Research Institute for Medicines (iMed.ULisboa), Faculty of Pharmacy, Universidade de Lisboa, Av. Professor Gama Pinto, 1649-003 Lisboa, Portugal.
Biomolecules. 2020 Jan 19;10(1):158. doi: 10.3390/biom10010158.
Medicinal plants are important sources of new bioactive compounds with potential anticancer activity. Parvifloron D (ParvD) is an abietane diterpenoid, isolated in high amounts from Benth. Previous reports have suggested potential therapeutic properties for ParvD. ParvD has shown pro-apoptotic and cytotoxic effects in leukemia and melanoma cell lines. However, to the best of our knowledge, there are no studies in triple-negative breast cancer (TNBC) models. TNBC is a breast cancer subtype characterized by an aggressive behavior with poor clinical outcomes and weak overall therapeutic responses to the current treatment options. This work aimed at evaluating the anticancer effect of ParvD in MDA-MB-231 cells, a model of human TNBC. To obtain sufficient amounts of purified ParvD the efficiency of several extraction methods was compared. ParvD (0.1-10 µM) decreased cell viability in a concentration-dependent manner. Treatment with ParvD (5 µM) significantly increased the percentage of apoptotic nuclei and exposure to 3 µM ParvD increased the sub-G1 population.
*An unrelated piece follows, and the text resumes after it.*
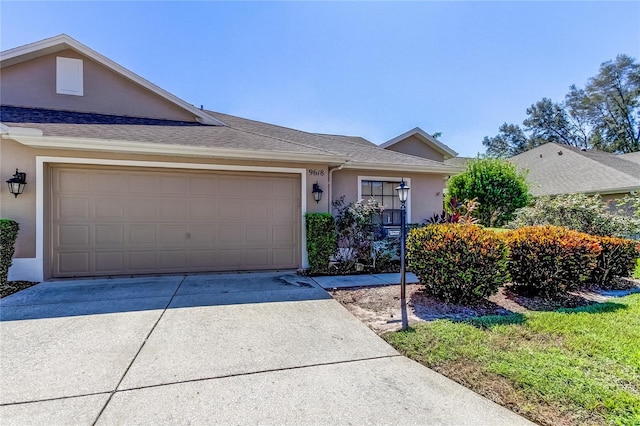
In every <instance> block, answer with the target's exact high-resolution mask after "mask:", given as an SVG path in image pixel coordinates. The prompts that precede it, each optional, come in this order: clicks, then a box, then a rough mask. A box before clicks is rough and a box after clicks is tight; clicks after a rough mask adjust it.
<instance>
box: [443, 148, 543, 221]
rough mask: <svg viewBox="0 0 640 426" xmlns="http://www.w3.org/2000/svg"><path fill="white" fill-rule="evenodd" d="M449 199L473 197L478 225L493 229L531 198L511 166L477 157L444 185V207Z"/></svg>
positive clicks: (491, 158)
Since altered cell adherence, migration, and invasion are determinant processes for the formation of metastases, the effect of ParvD on these cellular processes was tested. Although treatment with ParvD (1 µM) had no effect on cell-substrate attachment, ParvD (1 µM) significantly reduced cell chemotaxis and invasion. This is the first report describing the proapoptotic effect of ParvD in TNBC cells. Moreover, for the first time we have shown that ParvD reduces cell motility, unraveling potential anti-metastatic properties.
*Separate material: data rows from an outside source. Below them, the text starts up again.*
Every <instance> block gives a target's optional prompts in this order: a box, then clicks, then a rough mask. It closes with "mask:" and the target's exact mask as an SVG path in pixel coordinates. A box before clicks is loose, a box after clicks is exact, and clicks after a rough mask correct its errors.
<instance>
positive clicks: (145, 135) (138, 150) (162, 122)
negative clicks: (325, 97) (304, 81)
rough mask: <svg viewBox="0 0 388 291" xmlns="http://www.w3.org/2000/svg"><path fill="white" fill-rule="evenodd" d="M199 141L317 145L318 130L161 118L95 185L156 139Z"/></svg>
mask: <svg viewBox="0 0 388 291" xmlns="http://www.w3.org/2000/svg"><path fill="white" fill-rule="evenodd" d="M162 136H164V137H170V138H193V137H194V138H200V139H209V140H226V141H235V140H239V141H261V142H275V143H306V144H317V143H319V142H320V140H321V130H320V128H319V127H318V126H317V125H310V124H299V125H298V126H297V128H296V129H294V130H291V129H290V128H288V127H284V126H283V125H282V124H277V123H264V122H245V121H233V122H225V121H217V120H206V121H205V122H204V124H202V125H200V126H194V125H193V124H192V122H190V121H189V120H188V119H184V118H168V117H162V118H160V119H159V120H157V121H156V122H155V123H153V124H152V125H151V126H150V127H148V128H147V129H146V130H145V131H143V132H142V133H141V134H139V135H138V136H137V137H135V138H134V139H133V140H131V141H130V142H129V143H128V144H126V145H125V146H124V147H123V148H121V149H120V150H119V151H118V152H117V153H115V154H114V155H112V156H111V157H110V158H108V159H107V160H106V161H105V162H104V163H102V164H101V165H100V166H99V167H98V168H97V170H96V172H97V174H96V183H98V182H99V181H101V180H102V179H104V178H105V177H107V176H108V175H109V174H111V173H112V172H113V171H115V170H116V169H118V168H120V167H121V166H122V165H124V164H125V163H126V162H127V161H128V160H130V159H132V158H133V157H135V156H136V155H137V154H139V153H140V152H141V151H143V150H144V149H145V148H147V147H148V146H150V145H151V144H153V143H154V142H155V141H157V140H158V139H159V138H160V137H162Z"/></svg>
药用植物是具有潜在抗癌活性的新生物活性化合物的重要来源。Parvifloron D (ParvD) 是一种松香烷二萜,从 Benth 中大量分离得到。先前的报告表明 ParvD 具有潜在的治疗特性。ParvD 在白血病和黑色素瘤细胞系中表现出促凋亡和细胞毒性作用。然而,据我们所知,在三阴性乳腺癌 (TNBC) 模型中没有研究。TNBC 是一种乳腺癌亚型,其行为具有侵袭性,临床结局较差,对当前治疗选择的总体治疗反应较弱。这项工作旨在评估 ParvD 在 MDA-MB-231 细胞中的抗癌作用,MDA-MB-231 细胞是人类 TNBC 的模型。为了获得足够量的纯化 ParvD,比较了几种提取方法的效率。ParvD(0.1-10 µM)以浓度依赖的方式降低细胞活力。用 ParvD(5 µM)处理可显著增加凋亡核的百分比,而暴露于 3 µM ParvD 可增加亚 G1 群体。由于改变细胞黏附、迁移和侵袭是形成转移的决定因素,因此测试了 ParvD 对这些细胞过程的影响。尽管 ParvD(1 µM)处理对细胞-底物附着没有影响,但 ParvD(1 µM)显著降低了细胞趋化性和侵袭性。这是描述 ParvD 在 TNBC 细胞中促凋亡作用的首次报道。此外,我们首次表明 ParvD 降低了细胞迁移能力,揭示了潜在的抗转移特性。